Federal Reserve Overstepped Bounds With Monetary Policy

Checks & Balances

If you think about it the President has checks and balances, the Supreme Court has checks and balances, and even the two houses of Congress have checks and balances. 

However as we have seen with the last 5 years of Fed policy that there is no actual checks and balances for what the Federal Reserve can and cannot do with regard to monetary policy, and there should be. 

It might not be so apparent now, but it sure will be five years from now when all is evaluated. The big takeaway will be how in the heck did we let the Federal Reserve conduct all of these ad-hoc policy initiatives with some obvious detrimental effects and unintended consequences for financial markets and the US economy? 

 

Where would Markets Go without $75 Billion assistance each month?

 

Let us start with the most obvious detriment to financial markets the bubble that is the US equities market. Despite what Goldman Sachs says  with their double speak to appease wealthy clients who they told to be invested in markets last week and this week said the markets are 10% over-valued, but there is no bubble – there is in fact a bubble in stocks.

 

Seems like a Bubble

The barometer to use is this: If the Fed stopped cold turkey tomorrow all asset purchases, the Dow would drop 3,500-4,000 points in less than a year (maybe even as little as 6 months), and this is a conservative 25% drop in value just in the short term. 

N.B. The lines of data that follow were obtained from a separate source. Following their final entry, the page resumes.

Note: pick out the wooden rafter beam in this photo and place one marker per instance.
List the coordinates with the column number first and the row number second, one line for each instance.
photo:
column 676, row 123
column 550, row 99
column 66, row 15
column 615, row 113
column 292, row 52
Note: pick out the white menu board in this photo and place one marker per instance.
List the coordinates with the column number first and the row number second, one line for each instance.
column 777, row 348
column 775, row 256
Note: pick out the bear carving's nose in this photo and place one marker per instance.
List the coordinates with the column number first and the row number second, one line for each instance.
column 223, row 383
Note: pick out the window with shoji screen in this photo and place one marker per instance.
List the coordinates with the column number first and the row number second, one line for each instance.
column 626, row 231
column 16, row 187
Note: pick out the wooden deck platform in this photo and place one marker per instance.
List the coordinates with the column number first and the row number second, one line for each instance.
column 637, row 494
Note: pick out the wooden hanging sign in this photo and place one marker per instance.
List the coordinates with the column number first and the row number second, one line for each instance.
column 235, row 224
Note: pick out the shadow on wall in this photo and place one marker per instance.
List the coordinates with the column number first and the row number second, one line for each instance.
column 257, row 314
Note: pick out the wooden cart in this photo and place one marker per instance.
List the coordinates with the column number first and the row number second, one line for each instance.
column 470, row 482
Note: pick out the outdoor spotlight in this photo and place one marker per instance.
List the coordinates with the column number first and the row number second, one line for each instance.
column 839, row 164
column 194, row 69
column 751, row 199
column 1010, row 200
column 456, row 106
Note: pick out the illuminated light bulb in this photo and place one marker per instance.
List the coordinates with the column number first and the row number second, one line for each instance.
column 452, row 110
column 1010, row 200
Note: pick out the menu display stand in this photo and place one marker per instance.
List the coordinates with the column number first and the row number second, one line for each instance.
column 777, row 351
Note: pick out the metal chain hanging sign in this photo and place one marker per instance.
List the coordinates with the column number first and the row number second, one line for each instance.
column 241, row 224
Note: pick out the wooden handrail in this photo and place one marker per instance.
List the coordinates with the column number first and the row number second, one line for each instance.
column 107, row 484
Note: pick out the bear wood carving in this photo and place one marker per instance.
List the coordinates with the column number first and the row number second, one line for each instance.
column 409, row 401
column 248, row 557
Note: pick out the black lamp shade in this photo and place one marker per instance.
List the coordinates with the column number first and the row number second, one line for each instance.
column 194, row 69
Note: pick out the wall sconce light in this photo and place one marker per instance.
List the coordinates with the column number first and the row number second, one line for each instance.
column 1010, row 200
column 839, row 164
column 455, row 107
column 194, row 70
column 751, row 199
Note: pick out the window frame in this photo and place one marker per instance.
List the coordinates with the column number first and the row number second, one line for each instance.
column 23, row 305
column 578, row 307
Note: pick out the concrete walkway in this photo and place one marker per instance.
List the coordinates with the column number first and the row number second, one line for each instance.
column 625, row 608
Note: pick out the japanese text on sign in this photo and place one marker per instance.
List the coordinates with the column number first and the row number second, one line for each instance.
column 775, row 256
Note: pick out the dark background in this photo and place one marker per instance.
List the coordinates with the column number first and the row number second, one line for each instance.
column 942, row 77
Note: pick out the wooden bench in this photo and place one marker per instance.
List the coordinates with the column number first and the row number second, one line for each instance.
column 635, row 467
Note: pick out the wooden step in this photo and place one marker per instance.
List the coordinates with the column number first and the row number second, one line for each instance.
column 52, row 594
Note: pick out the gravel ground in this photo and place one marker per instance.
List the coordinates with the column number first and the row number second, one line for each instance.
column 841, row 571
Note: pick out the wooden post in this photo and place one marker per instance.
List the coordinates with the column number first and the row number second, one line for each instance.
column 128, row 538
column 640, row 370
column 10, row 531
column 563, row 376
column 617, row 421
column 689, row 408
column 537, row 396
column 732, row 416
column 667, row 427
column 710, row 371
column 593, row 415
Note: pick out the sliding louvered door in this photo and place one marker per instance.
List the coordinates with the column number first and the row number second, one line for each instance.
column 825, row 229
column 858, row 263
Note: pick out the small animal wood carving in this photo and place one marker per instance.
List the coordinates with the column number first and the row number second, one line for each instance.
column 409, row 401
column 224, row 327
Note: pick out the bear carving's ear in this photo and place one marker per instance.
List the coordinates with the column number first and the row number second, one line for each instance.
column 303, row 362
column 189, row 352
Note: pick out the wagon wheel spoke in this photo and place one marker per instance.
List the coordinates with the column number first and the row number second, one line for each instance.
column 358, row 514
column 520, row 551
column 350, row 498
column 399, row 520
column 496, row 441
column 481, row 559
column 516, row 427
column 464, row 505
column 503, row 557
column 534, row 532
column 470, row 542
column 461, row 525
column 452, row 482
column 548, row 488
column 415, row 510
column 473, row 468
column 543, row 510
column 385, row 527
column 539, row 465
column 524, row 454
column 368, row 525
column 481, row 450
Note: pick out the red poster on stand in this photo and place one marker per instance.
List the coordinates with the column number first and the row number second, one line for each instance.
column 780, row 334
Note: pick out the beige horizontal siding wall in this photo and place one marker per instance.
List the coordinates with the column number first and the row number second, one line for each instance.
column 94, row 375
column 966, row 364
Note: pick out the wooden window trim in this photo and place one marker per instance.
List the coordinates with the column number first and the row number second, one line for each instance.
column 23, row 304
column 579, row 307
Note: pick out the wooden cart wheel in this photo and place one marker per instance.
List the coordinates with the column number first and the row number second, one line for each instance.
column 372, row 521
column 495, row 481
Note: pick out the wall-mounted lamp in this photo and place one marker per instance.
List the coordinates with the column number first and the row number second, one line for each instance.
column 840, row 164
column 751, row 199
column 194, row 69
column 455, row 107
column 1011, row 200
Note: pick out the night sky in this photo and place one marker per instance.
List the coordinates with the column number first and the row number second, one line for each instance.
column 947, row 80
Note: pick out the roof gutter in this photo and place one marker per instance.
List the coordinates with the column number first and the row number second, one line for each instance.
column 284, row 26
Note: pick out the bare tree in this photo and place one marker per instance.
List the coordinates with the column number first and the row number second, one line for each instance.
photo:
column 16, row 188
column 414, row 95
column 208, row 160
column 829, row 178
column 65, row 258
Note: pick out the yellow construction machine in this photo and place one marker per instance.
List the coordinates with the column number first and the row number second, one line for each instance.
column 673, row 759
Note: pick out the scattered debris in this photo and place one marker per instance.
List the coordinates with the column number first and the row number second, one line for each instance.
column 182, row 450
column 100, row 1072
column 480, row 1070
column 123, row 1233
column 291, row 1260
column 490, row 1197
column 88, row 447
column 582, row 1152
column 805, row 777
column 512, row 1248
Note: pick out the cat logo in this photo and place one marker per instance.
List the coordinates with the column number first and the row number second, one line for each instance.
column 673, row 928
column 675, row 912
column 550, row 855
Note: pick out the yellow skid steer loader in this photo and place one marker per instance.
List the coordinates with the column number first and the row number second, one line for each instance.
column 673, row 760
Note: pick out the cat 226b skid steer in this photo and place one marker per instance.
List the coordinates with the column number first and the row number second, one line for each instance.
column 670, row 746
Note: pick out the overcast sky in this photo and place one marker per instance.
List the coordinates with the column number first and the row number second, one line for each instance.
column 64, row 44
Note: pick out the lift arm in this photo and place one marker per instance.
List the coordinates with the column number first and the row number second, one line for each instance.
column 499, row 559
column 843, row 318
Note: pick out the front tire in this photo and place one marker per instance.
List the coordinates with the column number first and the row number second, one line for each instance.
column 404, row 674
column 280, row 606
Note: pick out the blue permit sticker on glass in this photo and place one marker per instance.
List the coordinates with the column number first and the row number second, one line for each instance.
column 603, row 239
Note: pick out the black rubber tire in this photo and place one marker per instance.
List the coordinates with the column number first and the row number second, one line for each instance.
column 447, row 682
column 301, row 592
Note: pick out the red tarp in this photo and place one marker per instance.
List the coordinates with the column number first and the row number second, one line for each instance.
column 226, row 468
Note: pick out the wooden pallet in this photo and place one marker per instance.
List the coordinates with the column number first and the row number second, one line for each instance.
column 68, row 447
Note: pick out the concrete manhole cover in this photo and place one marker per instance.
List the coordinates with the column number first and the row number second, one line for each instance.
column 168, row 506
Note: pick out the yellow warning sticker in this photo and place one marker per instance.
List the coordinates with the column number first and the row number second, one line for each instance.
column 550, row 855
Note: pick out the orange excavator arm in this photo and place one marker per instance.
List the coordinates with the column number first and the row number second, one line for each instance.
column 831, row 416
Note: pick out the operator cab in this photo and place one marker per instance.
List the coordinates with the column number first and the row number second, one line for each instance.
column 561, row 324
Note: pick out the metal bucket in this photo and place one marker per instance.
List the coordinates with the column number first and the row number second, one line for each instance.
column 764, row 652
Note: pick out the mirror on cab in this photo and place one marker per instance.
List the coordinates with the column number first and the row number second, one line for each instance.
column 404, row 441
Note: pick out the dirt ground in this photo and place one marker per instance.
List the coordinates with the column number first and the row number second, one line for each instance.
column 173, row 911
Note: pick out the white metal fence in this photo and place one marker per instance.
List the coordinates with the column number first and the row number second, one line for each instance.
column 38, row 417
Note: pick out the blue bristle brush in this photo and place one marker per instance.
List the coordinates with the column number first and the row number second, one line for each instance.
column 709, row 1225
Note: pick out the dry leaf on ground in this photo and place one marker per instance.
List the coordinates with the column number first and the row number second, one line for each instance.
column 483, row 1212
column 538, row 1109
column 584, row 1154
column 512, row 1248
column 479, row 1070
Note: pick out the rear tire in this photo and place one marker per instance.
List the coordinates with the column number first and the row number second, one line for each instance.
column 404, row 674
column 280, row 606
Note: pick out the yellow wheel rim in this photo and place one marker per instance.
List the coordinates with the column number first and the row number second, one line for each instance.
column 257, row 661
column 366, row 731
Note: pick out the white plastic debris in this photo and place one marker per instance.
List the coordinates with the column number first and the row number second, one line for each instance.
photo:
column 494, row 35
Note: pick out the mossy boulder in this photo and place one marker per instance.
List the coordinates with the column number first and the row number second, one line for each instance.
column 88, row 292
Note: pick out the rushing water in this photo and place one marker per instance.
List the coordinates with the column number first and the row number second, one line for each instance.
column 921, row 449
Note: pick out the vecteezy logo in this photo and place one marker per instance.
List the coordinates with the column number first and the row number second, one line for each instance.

If they were never allowed to intervene in financial markets with asset purchases ever again, eventually markets would fall back to sustainable levels, and all the previous liquidity fueled price appreciation in equities of the last 5 plus years would eventually come out of assets like stocks and real fundamental value would be established. 

 

My guess is that the Dow would fall back to around the 1,000 level on its own merits over the next 3 years with no asset purchases whatsoever by the Federal Reserve, something in the order of a 40% drop in value.

Bond Market: A Debt Risk Valuation Mechanism 

The Bond market is intended for debt to be issued by parties with parties independent of the debt issuers to then determine a fair market price for the risk of holding said debt in the marketplace, and not a social instrument for creating additional liquidity in financial markets which finds its way into the equities, commodities and currency markets via carry trade liquidity driven fund flows.

 

It is supposed to be a risk profiler to keep governments and issuers in check in regard to issuing responsible debt at appropriate times. When debt levels reach unsustainable levels, a healthy and natural bond market prices risk accordingly; thereby incentivizing necessary changes to fiscal and monetary policies.